Table 3.Impact of Geopolitical Risks on Price Exuberance in the European Natural Gas Market
Dependent Variable: Bubbles Maximum Likelihood Estimates Bayesian Estimates
Logit Probit Logit Probit
Coefficient Odd Ratio Coefficient Mean Odd Ratio Mean
Russia -2.57*** 0.08*** -1.46 -2.67 0.08 -1.49
Ukraine 2.50*** 12.21*** 1.44 2.62 16.57 1.48
Norway 0.41 1.51 0.09 0.43 384.00 0.33
Netherland -0.83 0.43 -0.41 -0.94 18.96 -0.63
United Kingdom 0.55* 1.72* 0.31 0.55 1.81 0.30
Constant -0.26 0.77 -0.19 -0.22 0.87 -0.17
Pseudo R2 0.06 0.06
Log-likelihood -207.54 -207.48 -238.83 -224.57 -241.82
Correctly classified 75% 75

Note: The table provides estimates for the alternative estimators of the qualitative response models involving the Maximum Likelihood and Bayesian methods.

This study confirms the strong correlation between geopolitical risks and price exuberance in the European natural gas market, echoing the sentiments of Su et al. (2023) and Mamman et al. (2024), among others. It underscores the market’s vulnerability to geopolitical tensions, which may lead to speculative purchases and inflated prices during times of supply chain disruptions.

IV. Conclusion

This study evaluates the effect of Russia, Ukraine, Netherlands, Norway, and UK’s geopolitical risks on price exuberance in the European natural gas market from 1990M01 to 2022M10, utilizing a GSADF test and logit model. First, the GSADF test reveals recurrent episodes of price exuberance in the European natural gas market. Further, this study identified two instances of price exuberance amidst the Russian-Ukrainian conflict.

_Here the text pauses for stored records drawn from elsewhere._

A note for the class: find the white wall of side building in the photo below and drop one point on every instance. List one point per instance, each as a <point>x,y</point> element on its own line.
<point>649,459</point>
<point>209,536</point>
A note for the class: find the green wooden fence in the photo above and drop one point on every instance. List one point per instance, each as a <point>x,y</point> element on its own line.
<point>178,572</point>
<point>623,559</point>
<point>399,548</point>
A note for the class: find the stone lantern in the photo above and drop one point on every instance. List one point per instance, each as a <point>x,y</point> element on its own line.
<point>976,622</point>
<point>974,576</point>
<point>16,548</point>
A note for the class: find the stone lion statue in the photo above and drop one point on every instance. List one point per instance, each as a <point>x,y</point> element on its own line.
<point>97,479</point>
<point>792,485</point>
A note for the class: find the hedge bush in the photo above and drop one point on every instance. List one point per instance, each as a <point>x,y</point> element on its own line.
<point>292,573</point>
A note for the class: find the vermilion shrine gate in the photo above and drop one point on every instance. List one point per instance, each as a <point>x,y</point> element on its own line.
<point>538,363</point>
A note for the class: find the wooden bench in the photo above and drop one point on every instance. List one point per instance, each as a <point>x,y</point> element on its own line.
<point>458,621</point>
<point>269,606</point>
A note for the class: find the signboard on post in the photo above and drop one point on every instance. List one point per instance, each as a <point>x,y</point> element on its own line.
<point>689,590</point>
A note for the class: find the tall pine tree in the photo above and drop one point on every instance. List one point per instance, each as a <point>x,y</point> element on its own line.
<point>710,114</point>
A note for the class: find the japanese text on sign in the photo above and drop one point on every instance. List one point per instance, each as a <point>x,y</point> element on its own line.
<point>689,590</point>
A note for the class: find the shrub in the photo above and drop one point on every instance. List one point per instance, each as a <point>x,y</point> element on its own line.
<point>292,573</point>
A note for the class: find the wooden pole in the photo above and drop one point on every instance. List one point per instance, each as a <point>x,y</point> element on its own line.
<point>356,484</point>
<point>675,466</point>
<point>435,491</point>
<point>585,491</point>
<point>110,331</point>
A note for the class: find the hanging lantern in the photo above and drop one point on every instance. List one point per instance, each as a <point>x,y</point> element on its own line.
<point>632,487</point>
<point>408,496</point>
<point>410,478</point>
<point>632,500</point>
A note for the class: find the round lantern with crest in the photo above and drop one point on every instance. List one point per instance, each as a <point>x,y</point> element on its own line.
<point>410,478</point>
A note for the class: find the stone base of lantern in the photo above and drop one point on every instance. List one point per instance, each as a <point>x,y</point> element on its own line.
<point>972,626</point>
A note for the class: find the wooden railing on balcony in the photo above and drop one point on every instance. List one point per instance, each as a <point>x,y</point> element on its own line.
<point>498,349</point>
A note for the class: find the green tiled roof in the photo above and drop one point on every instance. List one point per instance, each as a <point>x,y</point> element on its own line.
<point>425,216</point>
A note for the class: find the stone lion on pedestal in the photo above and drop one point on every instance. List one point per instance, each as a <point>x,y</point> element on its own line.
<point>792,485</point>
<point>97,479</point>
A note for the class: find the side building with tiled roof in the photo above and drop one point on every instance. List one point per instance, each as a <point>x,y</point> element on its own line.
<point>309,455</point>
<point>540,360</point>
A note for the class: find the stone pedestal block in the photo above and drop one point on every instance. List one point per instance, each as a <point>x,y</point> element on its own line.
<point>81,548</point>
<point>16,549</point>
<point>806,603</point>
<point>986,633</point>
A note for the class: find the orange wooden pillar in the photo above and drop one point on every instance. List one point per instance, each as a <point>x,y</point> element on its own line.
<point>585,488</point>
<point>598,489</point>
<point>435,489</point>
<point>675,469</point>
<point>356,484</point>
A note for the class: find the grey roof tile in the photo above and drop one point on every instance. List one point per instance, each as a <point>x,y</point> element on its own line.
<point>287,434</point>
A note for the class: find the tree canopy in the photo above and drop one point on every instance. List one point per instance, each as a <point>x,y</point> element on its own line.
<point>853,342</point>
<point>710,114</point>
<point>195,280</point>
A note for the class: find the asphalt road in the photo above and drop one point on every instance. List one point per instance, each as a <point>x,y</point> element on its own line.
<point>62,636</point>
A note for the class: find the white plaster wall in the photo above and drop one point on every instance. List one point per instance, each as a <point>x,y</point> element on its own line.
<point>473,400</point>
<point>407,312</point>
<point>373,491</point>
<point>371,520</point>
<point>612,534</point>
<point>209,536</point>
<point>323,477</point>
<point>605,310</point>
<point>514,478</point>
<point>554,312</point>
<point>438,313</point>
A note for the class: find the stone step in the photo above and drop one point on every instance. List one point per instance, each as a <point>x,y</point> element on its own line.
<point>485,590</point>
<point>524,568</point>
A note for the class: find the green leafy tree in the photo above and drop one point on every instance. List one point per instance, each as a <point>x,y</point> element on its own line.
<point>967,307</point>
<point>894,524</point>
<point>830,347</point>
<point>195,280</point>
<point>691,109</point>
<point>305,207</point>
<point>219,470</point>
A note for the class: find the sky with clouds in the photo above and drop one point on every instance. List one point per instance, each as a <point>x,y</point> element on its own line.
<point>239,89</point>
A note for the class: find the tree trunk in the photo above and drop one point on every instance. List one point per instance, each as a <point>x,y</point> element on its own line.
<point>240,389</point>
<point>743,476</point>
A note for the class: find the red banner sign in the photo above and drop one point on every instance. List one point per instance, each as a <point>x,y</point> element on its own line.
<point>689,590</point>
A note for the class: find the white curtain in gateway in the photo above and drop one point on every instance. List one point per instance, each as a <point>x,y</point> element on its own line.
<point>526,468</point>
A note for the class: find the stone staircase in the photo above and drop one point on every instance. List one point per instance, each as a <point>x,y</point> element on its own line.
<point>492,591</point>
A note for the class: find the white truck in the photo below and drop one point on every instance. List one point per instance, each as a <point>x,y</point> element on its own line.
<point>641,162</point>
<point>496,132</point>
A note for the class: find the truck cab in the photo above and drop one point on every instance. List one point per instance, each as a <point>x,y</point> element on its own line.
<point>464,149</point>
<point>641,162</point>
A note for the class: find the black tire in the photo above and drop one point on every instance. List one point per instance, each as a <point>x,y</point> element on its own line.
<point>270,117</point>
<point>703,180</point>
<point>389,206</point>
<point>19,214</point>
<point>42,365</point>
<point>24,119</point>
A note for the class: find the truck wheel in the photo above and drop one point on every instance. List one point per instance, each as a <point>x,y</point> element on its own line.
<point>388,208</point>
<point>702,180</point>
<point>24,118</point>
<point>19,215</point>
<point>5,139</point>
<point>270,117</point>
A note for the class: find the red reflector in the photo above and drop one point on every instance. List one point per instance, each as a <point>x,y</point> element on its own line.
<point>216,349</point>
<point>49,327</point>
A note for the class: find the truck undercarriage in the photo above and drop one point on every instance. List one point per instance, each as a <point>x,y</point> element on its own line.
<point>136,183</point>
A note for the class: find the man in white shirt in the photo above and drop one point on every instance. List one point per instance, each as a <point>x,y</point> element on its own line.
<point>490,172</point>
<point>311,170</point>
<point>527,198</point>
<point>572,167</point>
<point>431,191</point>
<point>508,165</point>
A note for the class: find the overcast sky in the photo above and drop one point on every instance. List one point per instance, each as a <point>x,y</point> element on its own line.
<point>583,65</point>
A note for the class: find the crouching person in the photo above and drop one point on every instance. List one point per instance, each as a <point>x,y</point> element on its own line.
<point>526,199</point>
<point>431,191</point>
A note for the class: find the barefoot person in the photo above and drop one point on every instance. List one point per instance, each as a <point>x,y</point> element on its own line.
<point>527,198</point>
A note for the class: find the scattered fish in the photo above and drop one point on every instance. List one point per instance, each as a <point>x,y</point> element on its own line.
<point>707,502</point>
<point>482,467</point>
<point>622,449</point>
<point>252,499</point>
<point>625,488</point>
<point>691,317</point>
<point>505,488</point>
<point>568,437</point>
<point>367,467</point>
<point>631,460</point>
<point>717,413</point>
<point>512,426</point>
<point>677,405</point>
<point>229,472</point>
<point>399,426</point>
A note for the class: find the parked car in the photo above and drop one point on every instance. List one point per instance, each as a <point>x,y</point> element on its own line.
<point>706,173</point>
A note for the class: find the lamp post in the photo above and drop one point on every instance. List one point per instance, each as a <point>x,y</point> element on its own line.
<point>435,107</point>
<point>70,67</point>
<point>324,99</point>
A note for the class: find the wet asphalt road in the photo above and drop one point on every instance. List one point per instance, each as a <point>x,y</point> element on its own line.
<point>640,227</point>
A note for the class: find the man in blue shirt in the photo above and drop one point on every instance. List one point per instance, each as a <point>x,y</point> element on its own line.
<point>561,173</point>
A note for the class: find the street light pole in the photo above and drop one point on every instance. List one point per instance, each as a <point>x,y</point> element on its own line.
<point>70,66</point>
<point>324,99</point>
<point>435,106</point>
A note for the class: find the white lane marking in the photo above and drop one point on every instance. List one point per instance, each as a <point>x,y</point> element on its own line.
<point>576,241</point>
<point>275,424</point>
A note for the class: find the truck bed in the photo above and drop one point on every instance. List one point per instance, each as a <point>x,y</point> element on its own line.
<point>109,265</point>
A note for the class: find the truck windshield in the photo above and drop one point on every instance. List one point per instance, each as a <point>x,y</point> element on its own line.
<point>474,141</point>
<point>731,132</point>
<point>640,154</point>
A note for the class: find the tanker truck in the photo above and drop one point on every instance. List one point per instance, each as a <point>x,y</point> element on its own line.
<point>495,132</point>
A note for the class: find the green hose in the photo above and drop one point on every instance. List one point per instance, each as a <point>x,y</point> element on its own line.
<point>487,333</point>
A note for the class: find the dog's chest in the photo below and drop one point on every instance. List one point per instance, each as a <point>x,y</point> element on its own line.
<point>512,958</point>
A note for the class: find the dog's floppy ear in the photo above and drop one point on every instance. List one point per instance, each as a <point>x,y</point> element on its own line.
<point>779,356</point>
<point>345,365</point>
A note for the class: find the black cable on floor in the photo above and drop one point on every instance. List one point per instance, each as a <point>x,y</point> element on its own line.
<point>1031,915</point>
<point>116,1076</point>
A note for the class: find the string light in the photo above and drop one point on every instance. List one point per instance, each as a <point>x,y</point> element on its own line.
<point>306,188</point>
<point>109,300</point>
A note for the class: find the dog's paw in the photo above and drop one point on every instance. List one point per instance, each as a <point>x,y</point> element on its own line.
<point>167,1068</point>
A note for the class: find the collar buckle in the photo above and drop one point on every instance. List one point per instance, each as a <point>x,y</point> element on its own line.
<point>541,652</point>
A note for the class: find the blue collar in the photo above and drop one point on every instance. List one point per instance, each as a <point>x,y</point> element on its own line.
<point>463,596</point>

Secondly, the logit model estimates imply that rising geopolitical risk in Ukraine and UK greatly contributes to the exuberance of European gas prices. However, the data indicate that Russia’s adverse geopolitical risk inhibits the emergence of price exuberance. In conclusion, negative geopolitical circumstances in Netherlands and Norway have had no significant effect on price inflation. One implication of the study is that geopolitical events have a significant impact on price exuberance in the European natural gas market and could be used as an early warning signal for gas price surges in some European countries.